Fecha: 14 de noviembre de 2021

En la vida todos tenemos esperanzas. Sin ellas no podríamos vivir porque nos orientan hacia el futuro. El deseo de que se cumplan nos motiva y cuando las vemos realizadas nuestro corazón se llena de alegría. Una auténtica esperanza nunca es una actitud pasiva: va acompañada del deseo de que se realice lo que esperamos y del compromiso para conseguirlo. Cuando los objetivos de la humanidad son nobles y justos el deseo de verlos realizados puede cambiar el mundo y sembrar vida nueva: cuando dos personas tienen en común una esperanza, ya estamos en el primer paso para su realización.

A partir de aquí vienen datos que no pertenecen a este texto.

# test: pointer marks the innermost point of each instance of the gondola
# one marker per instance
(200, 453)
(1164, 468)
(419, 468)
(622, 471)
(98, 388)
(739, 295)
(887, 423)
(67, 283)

Sin embargo, todos tenemos la experiencia de que algunas no se han cumplido; que alguna persona nos ha decepcionado; que algún deseo cumplido no nos llena como habíamos imaginado; que alguna esperanza realizada se ha desvanecido pronto; o que en un momento de plenitud de repente se han presentado circunstancias inesperadas que han ensombrecido la alegría. Las esperanzas nos dan ilusión y fuerza para vivir, pero son inciertas, a menudo efímeras, y nunca nos satisfacen plenamente. Y cuando conseguimos algo que nos llena, vivimos con el temor de perderlo, ya que la muerte se nos presenta como el horizonte último de la existencia terrena. La gran pregunta que esclarece el sentido de la vida humana es esta: ¿Podemos esperar una plenitud en la que no tengamos ningún temor y una vida que sea simplemente “vida”?

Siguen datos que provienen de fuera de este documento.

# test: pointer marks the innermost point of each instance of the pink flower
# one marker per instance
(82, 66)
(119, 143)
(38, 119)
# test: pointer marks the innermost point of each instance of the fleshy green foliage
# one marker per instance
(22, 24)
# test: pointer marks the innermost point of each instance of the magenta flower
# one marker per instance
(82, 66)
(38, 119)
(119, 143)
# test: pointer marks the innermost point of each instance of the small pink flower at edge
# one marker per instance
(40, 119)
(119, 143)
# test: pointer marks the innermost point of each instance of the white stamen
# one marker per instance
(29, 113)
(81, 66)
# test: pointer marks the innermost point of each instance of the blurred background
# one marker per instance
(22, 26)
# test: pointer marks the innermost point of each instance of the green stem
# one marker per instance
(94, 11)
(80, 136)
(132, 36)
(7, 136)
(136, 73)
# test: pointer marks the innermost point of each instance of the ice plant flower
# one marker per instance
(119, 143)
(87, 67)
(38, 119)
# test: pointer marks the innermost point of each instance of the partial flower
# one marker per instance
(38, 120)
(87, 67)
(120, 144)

Durante los primeros días del mes de noviembre hemos recordado de una manera especial a nuestros hermanos difuntos, y las lecturas de estos últimos domingos del año litúrgico nos orientan también hacia el futuro de Dios. Para que este recuerdo sea auténticamente cristiano debe estar impregnado de esperanza. En el Credo, la virtud de la esperanza se menciona en el último artículo: “espero la resurrección de la carne y la vida eterna. Amén”. Esta afirmación indica la meta de toda la obra creadora de Dios; de la acción salvadora de Cristo realizada en su Encarnación, Muerte y Resurrección, y que culminará en su segunda venida; y de la actuación invisible del Espíritu Santo en la Iglesia y en los sacramentos en el momento presente. Si nos preguntamos por qué se ha comprometido tanto Dios con la humanidad, solo encontramos una respuesta: porque quiere conducirnos a Él, porque quiere darnos la auténtica vida. La vida eterna es la meta de la Esperanza cristiana. En ella se realizará el mundo nuevo que todos deseamos y todo lo que anhelamos.

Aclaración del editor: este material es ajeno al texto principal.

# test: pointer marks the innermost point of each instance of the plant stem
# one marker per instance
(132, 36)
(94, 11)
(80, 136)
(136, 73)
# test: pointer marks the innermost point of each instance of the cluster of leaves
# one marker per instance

Los cristianos no queremos vivir esto como si se tratara de una escapatoria o un consuelo ante las dificultades. Esperamos porque en Cristo, el amigo de los pobres y los pequeños, que ha compartido nuestros dolores y sufrimientos y nos ha abierto las puertas del Reino, hemos conocido el amor de Dios y hemos creído en Él. Tenemos la certeza de que estamos salvados en esperanza.

Si esta es la meta que Dios quiere para nosotros y a la que nos encaminamos, ha de ser también el objeto de nuestros deseos más profundos: aquello que de verdad queremos para los hermanos difuntos. Es la razón por la que oramos por ellos. Y también lo que anhelamos para nosotros, por ello intentamos agradar a Dios en todo momento, para presentarnos un día ante Él.